La majorité des sites de tourisme alternatif peinent à obtenir l'agrément de l'ONTT, ce qui rend plus difficile le lancement d'un produit alternatif typiquement tunisien, comme les maisons d'hôtes au cœur de la Medina, les sites d'agritourisme, la pêche sportive, etc.
Le tourisme alternatif est un nom générique attribué à différentes initiatives alternatives au tourisme de masse (ce qui est le cas de la Tunisie).
Les différents produits du «tourisme alternatif» offrent au client un cadre unique et parfois personnalisé basé sur la rencontre culturelle pour la découverte d'autres cultures, le partage d'une expérience ou d'un style de vie propre à une région ou à une activité principale.
Le tourisme alternatif offre à la population locale un avantage social et économique tout au long des différentes phases de l'implantation du projet mais aussi dans la gestion quotidienne de l'activité. Cela permet une répartition plus équitable des ressources générées par l'environnement de l'entreprise et donnent une plus-value au secteur.

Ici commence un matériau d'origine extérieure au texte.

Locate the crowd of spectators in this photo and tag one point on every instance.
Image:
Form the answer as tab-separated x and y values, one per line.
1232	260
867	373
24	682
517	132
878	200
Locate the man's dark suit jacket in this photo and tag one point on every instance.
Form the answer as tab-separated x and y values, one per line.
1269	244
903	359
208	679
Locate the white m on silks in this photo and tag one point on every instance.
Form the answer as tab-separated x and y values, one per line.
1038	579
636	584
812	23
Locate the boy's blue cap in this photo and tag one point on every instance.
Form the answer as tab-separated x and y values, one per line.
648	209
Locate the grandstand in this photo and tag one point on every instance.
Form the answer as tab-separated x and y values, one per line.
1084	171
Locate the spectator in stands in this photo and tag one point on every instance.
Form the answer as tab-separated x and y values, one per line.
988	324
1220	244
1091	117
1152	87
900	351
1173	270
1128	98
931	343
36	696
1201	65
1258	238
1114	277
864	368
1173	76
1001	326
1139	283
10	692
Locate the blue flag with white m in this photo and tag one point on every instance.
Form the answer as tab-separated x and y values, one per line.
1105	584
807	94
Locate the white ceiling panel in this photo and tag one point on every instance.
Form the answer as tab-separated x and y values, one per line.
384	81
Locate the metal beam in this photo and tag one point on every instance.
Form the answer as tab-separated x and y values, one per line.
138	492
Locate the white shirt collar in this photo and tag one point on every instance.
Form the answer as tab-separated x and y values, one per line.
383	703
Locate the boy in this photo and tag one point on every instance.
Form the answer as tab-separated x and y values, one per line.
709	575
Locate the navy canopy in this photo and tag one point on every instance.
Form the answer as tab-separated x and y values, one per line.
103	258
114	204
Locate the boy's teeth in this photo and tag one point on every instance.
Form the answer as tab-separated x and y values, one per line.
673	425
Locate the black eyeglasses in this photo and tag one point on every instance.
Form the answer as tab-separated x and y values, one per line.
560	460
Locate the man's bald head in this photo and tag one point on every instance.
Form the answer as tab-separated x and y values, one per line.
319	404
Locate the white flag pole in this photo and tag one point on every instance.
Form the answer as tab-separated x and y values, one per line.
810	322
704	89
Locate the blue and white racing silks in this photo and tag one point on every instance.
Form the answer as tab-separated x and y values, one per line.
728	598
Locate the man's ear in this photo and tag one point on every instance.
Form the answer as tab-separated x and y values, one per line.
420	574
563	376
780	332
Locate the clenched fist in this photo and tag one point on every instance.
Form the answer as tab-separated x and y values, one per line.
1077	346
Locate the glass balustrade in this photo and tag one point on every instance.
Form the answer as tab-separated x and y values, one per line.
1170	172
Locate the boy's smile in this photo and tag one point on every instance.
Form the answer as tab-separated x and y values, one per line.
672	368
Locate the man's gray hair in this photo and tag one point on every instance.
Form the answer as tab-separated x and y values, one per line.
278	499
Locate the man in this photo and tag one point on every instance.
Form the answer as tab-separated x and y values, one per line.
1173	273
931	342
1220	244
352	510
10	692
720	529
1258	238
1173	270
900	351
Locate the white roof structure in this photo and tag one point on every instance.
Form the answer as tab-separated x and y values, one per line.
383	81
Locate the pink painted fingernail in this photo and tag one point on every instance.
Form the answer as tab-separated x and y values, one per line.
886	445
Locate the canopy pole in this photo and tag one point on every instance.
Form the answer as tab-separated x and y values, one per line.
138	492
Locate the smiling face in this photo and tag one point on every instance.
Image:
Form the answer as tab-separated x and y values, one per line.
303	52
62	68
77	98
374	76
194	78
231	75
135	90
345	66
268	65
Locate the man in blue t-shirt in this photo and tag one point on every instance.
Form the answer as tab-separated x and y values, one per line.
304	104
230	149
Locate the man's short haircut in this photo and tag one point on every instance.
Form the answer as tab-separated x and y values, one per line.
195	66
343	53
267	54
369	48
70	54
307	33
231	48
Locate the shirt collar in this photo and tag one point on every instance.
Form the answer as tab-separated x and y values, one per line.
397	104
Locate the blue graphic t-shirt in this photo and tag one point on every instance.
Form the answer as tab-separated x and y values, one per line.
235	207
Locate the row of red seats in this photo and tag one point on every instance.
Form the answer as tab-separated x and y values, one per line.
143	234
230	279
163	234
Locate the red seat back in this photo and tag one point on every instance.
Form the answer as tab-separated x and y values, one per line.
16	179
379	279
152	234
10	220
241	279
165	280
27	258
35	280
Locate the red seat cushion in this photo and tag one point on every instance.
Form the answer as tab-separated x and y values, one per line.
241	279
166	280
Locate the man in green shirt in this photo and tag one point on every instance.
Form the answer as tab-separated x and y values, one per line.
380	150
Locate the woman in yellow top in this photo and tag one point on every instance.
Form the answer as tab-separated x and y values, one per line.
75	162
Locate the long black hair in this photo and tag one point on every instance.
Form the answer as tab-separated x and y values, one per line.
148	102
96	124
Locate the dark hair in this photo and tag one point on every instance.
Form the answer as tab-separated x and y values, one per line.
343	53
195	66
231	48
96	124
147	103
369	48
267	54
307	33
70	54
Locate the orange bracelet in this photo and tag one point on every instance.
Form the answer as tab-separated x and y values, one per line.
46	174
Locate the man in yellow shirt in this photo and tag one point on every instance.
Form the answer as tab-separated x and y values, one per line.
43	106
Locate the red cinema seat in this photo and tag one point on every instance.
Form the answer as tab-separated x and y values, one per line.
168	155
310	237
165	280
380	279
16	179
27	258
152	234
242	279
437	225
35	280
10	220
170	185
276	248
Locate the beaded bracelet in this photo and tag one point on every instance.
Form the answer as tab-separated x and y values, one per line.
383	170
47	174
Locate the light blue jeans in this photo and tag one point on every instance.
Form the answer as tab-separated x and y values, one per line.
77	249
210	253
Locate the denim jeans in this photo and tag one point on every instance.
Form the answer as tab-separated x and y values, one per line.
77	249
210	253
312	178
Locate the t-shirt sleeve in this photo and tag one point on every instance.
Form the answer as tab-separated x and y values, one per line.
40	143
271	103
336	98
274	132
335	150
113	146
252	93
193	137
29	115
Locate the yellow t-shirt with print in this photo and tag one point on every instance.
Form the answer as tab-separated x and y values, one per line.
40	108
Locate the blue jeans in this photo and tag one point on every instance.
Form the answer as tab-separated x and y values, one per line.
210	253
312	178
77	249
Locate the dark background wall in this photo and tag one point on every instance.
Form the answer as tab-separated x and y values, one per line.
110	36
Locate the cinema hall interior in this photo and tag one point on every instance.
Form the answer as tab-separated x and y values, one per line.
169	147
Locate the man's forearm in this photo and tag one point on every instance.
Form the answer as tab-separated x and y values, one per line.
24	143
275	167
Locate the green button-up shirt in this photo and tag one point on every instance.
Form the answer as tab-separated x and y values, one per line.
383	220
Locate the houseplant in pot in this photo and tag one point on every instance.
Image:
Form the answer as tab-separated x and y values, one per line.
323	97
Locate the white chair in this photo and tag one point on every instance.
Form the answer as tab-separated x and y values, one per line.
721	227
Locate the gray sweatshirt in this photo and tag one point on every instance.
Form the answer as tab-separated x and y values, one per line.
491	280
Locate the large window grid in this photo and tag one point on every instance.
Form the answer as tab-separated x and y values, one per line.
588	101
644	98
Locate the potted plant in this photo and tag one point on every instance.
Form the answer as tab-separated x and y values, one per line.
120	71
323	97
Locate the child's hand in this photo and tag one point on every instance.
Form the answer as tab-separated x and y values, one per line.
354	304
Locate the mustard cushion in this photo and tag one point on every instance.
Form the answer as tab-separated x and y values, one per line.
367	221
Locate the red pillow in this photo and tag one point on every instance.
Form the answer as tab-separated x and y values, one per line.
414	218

Citons en premier lieu l'agritourisme, qui génère à l'exploitant un revenu complémentaire, parfois à moindre frais.
Cette stratégie a permis à l'Europe, dans les années 50-60, de relancer son agriculture. Les exemples les plus connus sont ceux de l'Italie, de la France et de quelques pays d'Europe de l'Est.
Maison d'hôtes Dar Bibine à Erriyadh, Djerba.
Maisons d'hôtes, hôtels de charme et agrotourisme
Pour revenir à la Tunisie, l'implantation des maisons d'hôtes et des hôtels de charme dans la Medina de Tunis et dans les vielles-villes sur tout le territoire tunisien contribue à la relance de l'artisanat et participe à la promotion des produits du terroir (allant jusqu'à l'instauration de la culture du commerce équitable pour encourager les artisans à développer leur savoir-faire). Ces filières ont un potentiel limité, mais à très forte croissance.
Les concepts cités sont connus et souvent exposés lors des débats dédiés à l'environnement, à l'artisanat, au tourisme, et à l'agriculture, mais aucune stratégie claire n'a été débattue ni élaborée. En l'absence d'une politique d'Etat, d'incitations aux investissements et de lois relatives à cette niche, les promoteurs se trouvent face à une double difficulté: obtenir l'agrément et trouver une source de financement (bancaire ou autre).
L'absence de classification claire pour le tourisme alternatif en Tunisie sanctionne le promoteur en le privant de financement, puisque les banquiers considèrent que ce type de projets est très risqué.
De plus, l'absence de conseillers spécialisés et de grilles d'évaluation spécifiques au niveau des banques ne fait que compliquer les choses pour les porteurs de projets.
Notons aussi, l'absence de fonds d'investissement dédiés au tourisme en Tunisie, pour des raisons purement économiques et financières.
Pour cela, une stratégie doit être préparée avec la participation de toutes les parties-prenantes et les ministères de tutelle concernés, à savoir les agents de voyage, les hôteliers, les promoteurs, les artisans, les agriculteurs, les banquiers, les Sicar, les fonds d'investissement, les ministères de l'Agriculture, de l'Economie, du Commerce et de l'Artisanat, du Tourisme, de l'Environnement, etc.
Ainsi, le cahier des charges actuel réservé à ce type de produits sera amélioré, une vraie classification sera créée, des subventions seront accordées et un mode de financement approprié sera instauré...
Je lance ce défi au prochain gouvernement qui doit rapidement trouver une solution au financement des projets de tourisme alternatif, mais aussi pour l'agriculture, l'agrotourisme et l'agriculture alternative.
Tableau comparatif 2010-2012
Source : ONTT
Notes:
* Source : Organisation mondiale du tourisme.
** «Situation du Tourisme tunisien entre 2010 et 2012» (lire tableau comparatif 2010-2012).
Les encaissements provenant du tourisme ont ainsi atteint 3.172,9 millions de dinars, durant l'année 2012, contre 2.432,0 MDT en 2011 et 3.522,5 MDT en 2010.
Durant l'année 2012, la Tunisie a accueilli près de 5,950 millions de touristes des différentes nationalités contre 4,597 millions en 2011 et 6,712 millions en 2010.